Published on: November 29, 2004Fascinating story in Sunday’s New York Times about the two-year old Vermont Alliance of Independent Country Stores, which was formed as a kind of support group for owners of the small, resolutely independent retail units in the state that were built before 1927; there are 100 such stores in Vermont, of which 55 have joined the Alliance.
While such stores “have long been a Vermont way of life,” the NYT reports, many are “threatened by the minimarts and large grocery chains that have driven some of them out of business in recent years,” and have decided to band together for emotional and business support and for strategic and marketing heft that they might otherwise not have.
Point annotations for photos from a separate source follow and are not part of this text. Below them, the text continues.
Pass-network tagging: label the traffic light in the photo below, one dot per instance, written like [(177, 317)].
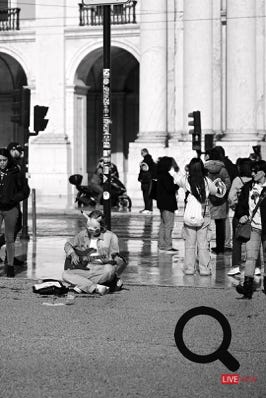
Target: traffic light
[(196, 132), (40, 122), (21, 107), (208, 142)]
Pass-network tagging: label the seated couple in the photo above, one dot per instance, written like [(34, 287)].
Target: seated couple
[(93, 263)]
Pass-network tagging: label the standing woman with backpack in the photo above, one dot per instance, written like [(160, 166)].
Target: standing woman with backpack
[(244, 168), (13, 189), (218, 206), (197, 221)]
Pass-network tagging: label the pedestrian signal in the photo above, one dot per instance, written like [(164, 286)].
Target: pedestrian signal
[(196, 132)]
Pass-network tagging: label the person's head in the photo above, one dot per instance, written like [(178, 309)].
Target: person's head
[(244, 167), (95, 223), (221, 151), (196, 178), (164, 165), (216, 154), (15, 150), (5, 158), (144, 152), (259, 172)]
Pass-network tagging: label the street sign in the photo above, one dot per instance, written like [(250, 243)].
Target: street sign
[(104, 2)]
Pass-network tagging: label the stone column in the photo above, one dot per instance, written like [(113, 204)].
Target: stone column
[(153, 77), (241, 70), (198, 61)]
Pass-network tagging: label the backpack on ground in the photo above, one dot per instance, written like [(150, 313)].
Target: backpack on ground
[(193, 216), (50, 286)]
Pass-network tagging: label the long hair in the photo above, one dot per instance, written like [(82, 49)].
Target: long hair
[(196, 179), (4, 152), (164, 164)]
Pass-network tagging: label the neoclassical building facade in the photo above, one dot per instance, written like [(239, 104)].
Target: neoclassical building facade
[(169, 57)]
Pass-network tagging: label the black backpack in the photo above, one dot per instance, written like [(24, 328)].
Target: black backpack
[(50, 286)]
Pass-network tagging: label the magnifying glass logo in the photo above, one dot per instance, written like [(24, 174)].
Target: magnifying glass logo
[(222, 354)]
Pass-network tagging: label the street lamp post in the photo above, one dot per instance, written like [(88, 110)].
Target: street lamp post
[(106, 101)]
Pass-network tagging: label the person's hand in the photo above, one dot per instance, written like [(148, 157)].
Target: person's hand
[(74, 258), (243, 219)]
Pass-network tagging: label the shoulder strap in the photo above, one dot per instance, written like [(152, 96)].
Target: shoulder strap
[(262, 197)]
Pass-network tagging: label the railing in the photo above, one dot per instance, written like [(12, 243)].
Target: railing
[(9, 19), (121, 14)]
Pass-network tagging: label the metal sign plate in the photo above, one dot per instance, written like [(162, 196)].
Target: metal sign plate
[(103, 2)]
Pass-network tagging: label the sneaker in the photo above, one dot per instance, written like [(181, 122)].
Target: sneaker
[(217, 251), (234, 271), (172, 250), (70, 298), (10, 273), (18, 262), (147, 212), (102, 290), (228, 249), (189, 271)]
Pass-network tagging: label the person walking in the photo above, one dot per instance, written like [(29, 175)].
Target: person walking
[(252, 207), (244, 169), (218, 206), (166, 203), (16, 152), (13, 189), (146, 175), (198, 188)]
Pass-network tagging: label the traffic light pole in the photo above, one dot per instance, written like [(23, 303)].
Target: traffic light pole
[(107, 115)]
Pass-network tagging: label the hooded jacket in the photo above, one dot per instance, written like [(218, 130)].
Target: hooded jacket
[(13, 188), (216, 169)]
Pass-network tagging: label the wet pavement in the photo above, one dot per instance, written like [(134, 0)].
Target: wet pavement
[(138, 242)]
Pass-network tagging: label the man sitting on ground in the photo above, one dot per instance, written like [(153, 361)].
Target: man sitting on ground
[(93, 263)]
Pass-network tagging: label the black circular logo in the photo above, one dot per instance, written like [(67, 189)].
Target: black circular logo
[(221, 353)]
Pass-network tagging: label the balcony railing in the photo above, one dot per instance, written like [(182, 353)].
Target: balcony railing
[(121, 14), (9, 19)]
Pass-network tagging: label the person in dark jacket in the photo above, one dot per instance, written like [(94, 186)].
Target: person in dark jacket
[(13, 189), (166, 203), (146, 175), (218, 207), (251, 193), (16, 151)]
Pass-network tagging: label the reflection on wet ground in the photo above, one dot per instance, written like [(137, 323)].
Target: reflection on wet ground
[(138, 242)]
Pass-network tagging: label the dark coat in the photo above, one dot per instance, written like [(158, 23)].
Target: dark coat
[(166, 192), (145, 177), (13, 188), (242, 208)]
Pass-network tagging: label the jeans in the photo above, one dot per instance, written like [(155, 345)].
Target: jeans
[(197, 241), (220, 234), (10, 218), (253, 250), (87, 280), (146, 190), (166, 229), (237, 245)]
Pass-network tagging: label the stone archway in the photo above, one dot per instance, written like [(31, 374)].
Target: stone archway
[(125, 105), (12, 76)]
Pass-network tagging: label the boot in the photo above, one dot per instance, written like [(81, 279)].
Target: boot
[(247, 288), (10, 272)]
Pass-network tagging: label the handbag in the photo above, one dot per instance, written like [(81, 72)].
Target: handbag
[(153, 192), (193, 216), (243, 231)]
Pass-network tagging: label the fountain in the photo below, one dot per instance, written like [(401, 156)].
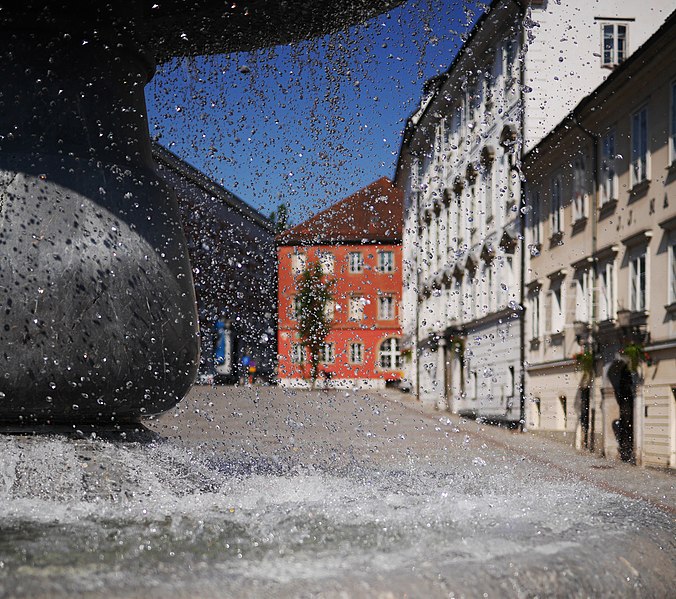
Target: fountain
[(99, 321)]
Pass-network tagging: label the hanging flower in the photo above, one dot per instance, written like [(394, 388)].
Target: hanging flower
[(585, 361), (635, 354)]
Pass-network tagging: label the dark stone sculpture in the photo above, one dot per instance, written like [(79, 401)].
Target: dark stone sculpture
[(96, 296)]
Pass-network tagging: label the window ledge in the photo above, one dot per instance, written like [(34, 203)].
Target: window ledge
[(639, 189), (607, 208)]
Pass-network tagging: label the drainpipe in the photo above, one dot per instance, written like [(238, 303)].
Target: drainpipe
[(593, 217), (416, 354), (522, 220)]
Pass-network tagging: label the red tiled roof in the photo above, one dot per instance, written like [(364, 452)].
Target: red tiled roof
[(373, 214)]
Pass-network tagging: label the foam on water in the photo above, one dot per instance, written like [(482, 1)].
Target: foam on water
[(90, 514)]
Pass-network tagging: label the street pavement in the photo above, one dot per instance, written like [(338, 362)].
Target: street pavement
[(263, 492)]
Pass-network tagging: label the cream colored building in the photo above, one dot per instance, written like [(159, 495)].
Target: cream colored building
[(524, 66), (601, 241)]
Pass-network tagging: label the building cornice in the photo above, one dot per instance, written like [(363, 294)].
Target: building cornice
[(549, 365)]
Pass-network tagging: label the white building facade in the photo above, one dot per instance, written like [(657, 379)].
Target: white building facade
[(524, 67)]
“The alliance, started with state grant money and sustained by annual dues of $50, holds meetings every few months and is supported by the Vermont Grocers Association, a lobbying group,” the paper writes. And the Alliance also is moving in the direction of developing its own proprietary brand that would only be sold in Vermont country stores.
“They represent, both in terms of the present and past, Vermont's communities," Dennis Bathory-Kitsz, executive director of the alliance, tells the NYT. “They contain things that people want to buy, and they are a place that people want to go talk and meet friends. They are just a real example of those traditions in Vermont that survive not because they're cute but because they're necessary.”
As necessary as the tradition might seem, the NYT notes that these retailers have to remain both current and relevant if they are to survive, and that this is an ongoing struggle within the economic framework that defines modern retailing.
- KC's View:
- The folks at the Vermont Alliance of Independent Country Stores ought to reach out to the folks at Raise The Bar, a California-based organization that is doing much the same thing for independent grocers there – providing support, developing proprietary brands, and helping its membership meet the demands of modern consumers.
The most important thing that the folks in Vermont seem to have realized is that simply being traditional and historical isn’t enough – you have to be aggressive and ambitious, and provide consumers with a compelling reason to shop your store. Such a reason isn’t always price…but as we’re find of saying, “compete” is a verb. You have to empower yourself in these situations, not wait to be empowered by others.
By the way, y’think it is just a coincidence that earlier this year, the National Trust for Historic Preservation placed the entire state of Vermont on its 2004 list of the most endangered historic places in the United States? Clearly, these independent retailers aren’t depending on such moves to protect them…and they are actively working to defend their turf.